We have finally concluded the site specific module,
all the work has now been installed and we are assessing. Once assessment is
over the work will be tweaked to make sure it is audience ready and it is then
open to the public. Some useful lessons
have been learnt by a good percentage of the people involved, not least the
importance of good planning and the testing of pieces on site. However it’s the
more subtle issues that perhaps lead to deep learning. It sometimes appears
that the whole process is linear. You start the module with walking the site
and getting a feel for its history from the people that work there. Because
it’s so easy now to take photographs, people usually have very good documentary
evidence of the site to take away with them and it is very easy to research
about any historical or other aspect related to the site because of the
Internet. Therefore it’s easy to think that ideas will germinate out of this
mix and that once they start surfacing it’s simply a matter of manufacture and
installation.

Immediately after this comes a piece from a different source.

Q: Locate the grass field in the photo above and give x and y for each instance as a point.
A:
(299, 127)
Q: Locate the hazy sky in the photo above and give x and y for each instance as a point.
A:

However time and time again, it is the people who spend a lot of
time on site that make the more interesting and powerful work. Often these are
students who had an initial idea and through trial and error have scrapped it
and evolved a new idea through a poetic engagement with the experience. This
‘poetic’ engagement often taps into areas of thinking outside of logic. “I
don’t know what this means” or “It just seemed to come out that way” are
typical responses to the process that might not fit the structure of the
rationale, but are honest appraisals of something that is about just getting to
know the subject and finding a feel for the place. I suppose this is the
difference between art and illustration, the one discovers something new and
unexpected about a situation, the other clarifies what we already know. Somehow
when someone gets lost in the process of responding and making on site
something else starts to emerge, something intangible yet meaningful, something
you cant quite put your finger on but which opens out new meanings, meanings
more to do with a feeling tone or intuitive grasp of possibility that a logical
analysis and this is a territory where poetry starts and education ends. As an
educator it is a privilege to watch this happen and I’m not sure how to
facilitate it because I have to on the one hand get students to evidence their
experience so that we can record it as learning outcomes, and on the other try
to edge them towards something that is indefinable and so easily lost, that
something that allows you to keep playing whilst being alive to the moment that
is magic or that ‘works’. Perhaps that re-creation, re-making, re-imagining or
revealing is in fact easy, but logic makes it hard, only experience and trust
in yourself can tell you when to just let it happen. Today I saw some staged photographs
of two people having a good time recreating proposed comedic moments that could
have happened if workers had had time on their hands to play about. Something
happened and the images transcended their makers. Rough texts written on walls
engaging with these images in such a way that you just knew this was good, this
was in the game and was worthy. I hope to see more tomorrow.